Every other county in New York – including Rockland – issued permits that were good for a person's lifetime, and though it was the responsibility of the permit holder to update his information, many simply did not, Piperato said.
The gun control law that Gov. Andrew Cuomo (D-NY) rushed enact require all gun owners living outside NYC to renew their permits every five years. NYC’s gun control regulations are not affected by the new law.
† “Persistent vegetative state” diagnoses too often a rush to judgment (second item on the page): A brain scan performed last week on former Israeli prime minister Ariel Sharon, who was believed to be in a vegetative state after a catastrophic stroke seven years ago, showed “significant brain activity in response to external stimuli, raising the chances that he is able to hear and understand,” The New York Times reports. In October 2011, Sharon’s son Gilad told a reporter for The Times that, “When he is awake, he looks at me and moves fingers when I ask him to. I am sure he hears me.”

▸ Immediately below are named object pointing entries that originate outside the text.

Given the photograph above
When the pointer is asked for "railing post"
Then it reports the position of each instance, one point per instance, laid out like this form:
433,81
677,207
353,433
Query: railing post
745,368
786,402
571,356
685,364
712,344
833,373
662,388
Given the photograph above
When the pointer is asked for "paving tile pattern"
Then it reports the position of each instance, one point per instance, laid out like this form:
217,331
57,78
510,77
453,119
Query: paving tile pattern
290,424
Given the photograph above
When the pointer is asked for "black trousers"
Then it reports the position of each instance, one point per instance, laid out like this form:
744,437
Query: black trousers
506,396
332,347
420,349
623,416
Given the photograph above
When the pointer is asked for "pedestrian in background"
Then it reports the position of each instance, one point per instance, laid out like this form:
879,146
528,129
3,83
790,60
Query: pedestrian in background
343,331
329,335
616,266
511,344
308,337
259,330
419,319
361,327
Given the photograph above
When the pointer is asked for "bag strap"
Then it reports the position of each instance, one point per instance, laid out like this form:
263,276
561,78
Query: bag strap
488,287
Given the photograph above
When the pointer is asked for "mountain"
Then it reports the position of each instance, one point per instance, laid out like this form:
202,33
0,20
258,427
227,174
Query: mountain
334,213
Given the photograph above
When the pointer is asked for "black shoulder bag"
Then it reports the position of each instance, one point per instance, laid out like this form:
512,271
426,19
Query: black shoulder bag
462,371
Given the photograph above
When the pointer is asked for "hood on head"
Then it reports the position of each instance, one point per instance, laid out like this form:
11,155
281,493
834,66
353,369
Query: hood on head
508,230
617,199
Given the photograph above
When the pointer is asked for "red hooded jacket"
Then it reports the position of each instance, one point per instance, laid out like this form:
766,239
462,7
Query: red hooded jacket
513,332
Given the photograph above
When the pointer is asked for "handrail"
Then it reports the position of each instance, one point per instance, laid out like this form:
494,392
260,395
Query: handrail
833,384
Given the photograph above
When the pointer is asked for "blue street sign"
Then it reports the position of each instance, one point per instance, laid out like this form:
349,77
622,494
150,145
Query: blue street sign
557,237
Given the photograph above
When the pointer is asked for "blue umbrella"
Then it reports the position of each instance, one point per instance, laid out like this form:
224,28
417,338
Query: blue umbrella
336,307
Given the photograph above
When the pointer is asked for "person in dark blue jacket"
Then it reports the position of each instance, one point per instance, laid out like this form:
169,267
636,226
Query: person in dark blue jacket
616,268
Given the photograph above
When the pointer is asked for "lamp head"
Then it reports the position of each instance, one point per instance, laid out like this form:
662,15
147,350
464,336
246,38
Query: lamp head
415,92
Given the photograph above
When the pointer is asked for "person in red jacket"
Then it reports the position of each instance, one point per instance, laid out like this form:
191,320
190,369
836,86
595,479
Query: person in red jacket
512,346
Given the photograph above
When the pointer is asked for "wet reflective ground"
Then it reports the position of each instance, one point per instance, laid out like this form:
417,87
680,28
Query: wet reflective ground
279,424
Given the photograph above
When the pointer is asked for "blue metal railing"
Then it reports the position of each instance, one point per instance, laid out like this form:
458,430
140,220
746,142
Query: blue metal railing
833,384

† The federal government pays people to stay poor: Many people on public assistance play the lottery with their benefits, and NC State Rep. Paul Stam (R-Wake) is proposing a bill that would penalize vendors selling lottery tickets to anyone who uses food stamps to buy groceries, The Associated Press reports, because “We're giving them welfare to help them live, and yet by selling them a ticket, we're taking away their money that is there to provide them the barest of necessities.” Some 1.7 million food stamp recipients in the state would be affected by the law.
† Inner City Pathology Has Become A Cliché (second item on the page): A three-judge panel of the U.S. Court of Appeals for the Third Circuit affirmed September 2011 lower court ruling dismissing a copyright infringement suit against rapper 50 Cent (AKA Curtis Jackson) by Shadrach Winstead of Newark, on the grounds that the “story of an angry and wronged protagonist who turns to a life of violence and crime has long been part of the public domain,” New Jersey Law Journal reports:
Winstead failed to state an actionable claim for copyright infringement because, although his book and 50 Cent's works share similar themes and setting, the stories are common, the panel said.
The court was unpersuaded by Winstead's argument that common, short hip-hop phrases from his book were copyright protected. "The average person reading or listening to these phrases in the context of an overall story or song would not regard them as unique," the court said.
So there you have it: Not only Winstead’s life story and 50 Cent’s “Before I Self-Destruct” are urban clichés, but the words they both use to tell pretty much the same story are also unoriginal.